Para calon ibu dan ayah yang memahami peran mulia sebagai orang tua, tidak akan mudah mengalami gangguan stres atau depresi mengarungi berbagai ujian hidup. Mereka akan berupaya menjadi orang tua terbaik yang diinginkan Allah Taala. Mereka juga memahami bahwa anak adalah titipan sekaligus amanah dari-Nya. Mereka akan melakoni perannya dengan baik karena di situlah letak kemuliaan orang tua di sisi Allah, yakni mampu mendidik anak-anak menjadi generasi bersyahsiah Islam.
Peran ibu ketika dalam masa kehamilan hingga persalinan bukanlah fase ringan dan tentu dapat membuat dampak psikologis pada perempuan. Bahkan di dalam Al-Qur'an digambarkan betapa beratnya beban yang dipikul oleh seorang ibu.
وَوَصَّيْنَا الْاِنْسَانَ بِوَالِدَيْهِۚ حَمَلَتْهُ اُمُّهٗ وَهْنًا عَلٰى وَهْنٍ وَّفِصَالُهٗ فِيْ عَامَيْنِ اَنِ اشْكُرْ لِيْ وَلِوَالِدَيْكَۗ اِلَيَّ الْمَصِيْر
"Dan Kami perintahkan kepada manusia (agar berbuat baik) kepada kedua orang tuanya. Ibunya telah mengandungnya dalam keadaan lemah yang bertambah-tambah, dan menyapihnya dalam usia dua tahun. Bersyukurlah kepada-Ku dan kepada kedua orang tuamu. Hanya kepada Aku kembali mu",(QS.Luqman :14).
Oleh karena itu, Islam sangat memuliakan seorang ibu karena perannya yang sangat besar dalam melahirkan generasi yang akan mengisi peradaban manusia di masa yang akan datang. Karena perannya yang sangat besar tersebut pula maka peran perempuan lebih diutamakan berada di ranah domestik dan seumur hidupnya perempuan itu dinafkahi sehingga perempuan bisa fokus untuk menjalani perannya sebagai ibu yang akan sangat memeras fisik dan psikisnya. Bahkan ketika perempuan itu dalam keluarganya sudah tidak ada lagi yang bisa menafkahi maka negara-lah yang akan menanggung nafkahnya.

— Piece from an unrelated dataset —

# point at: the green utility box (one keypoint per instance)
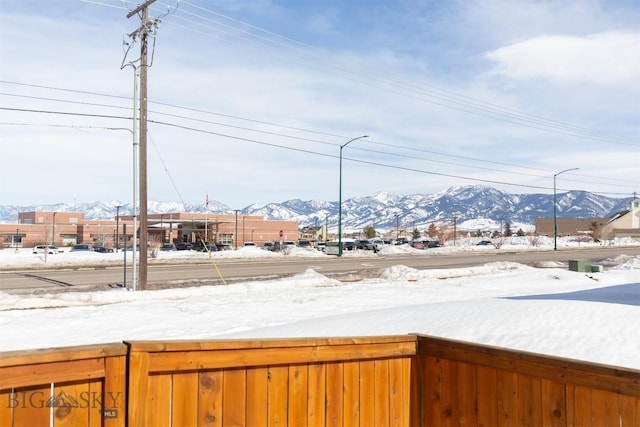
(583, 265)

Dukungan sistem politik ekonomi Islam yang menyejahterakan. Untuk menghilangkan stres dan beratnya beban hidup, negara harus menjamin terpenuhinya kebutuhan pokok masyarakat secara optimal, seperti sandang, pangan, papan, pendidikan, kesehatan, dan keamanan. Jika ayah mendapat kemudahan mencari nafkah, ia bisa menghidupi keluarganya dengan baik. Kaum ibu juga tidak perlu bekerja demi membantu perekonomian keluarga. Para ibu bisa fokus mengasuh dan mendidik anak mereka.
Negara juga harus menjamin pendidikan dan kesehatan dapat diakses dan dinikmati masyarakat secara gratis. Negara mengontrol dan mengawasi media agar tidak tersebar tayangan, berita, dan konten yang berbau kekerasan, eksploitasi seksual, pornografi, dan segala hal yang merusak kepribadian generasi.
Selain itu, negara Islam juga menyiapkan kurikulum yang mempersiapkan warga negaranya (perempuan dan laki-laki)untuk memahami agamanya secara kaffah dan memiliki syakhsiyah Islam yang mumpuni sehingga memahami tujuan penciptaannya di muka bumi ini. Perempuan dan laki-laki akan memahami perannya masing-masing dan menyadari bahwa semua perbuatannya akan diminta pertanggung jawaban di yaumil akhir.
Maka, dengan support sistem seperti inilah sebenarnya fitrah dan kewarasan ibu akan tetap terjaga dan peluang seorang ibu untuk terkena baby blues bisa diminimalisir sedemikian rupa bahkan bisa hilang dengan sendirinya karena dia menyadari apa yang dilakukannya itu adalah ibadah yang akan mendapatkan pahala di sisi Allah SWT.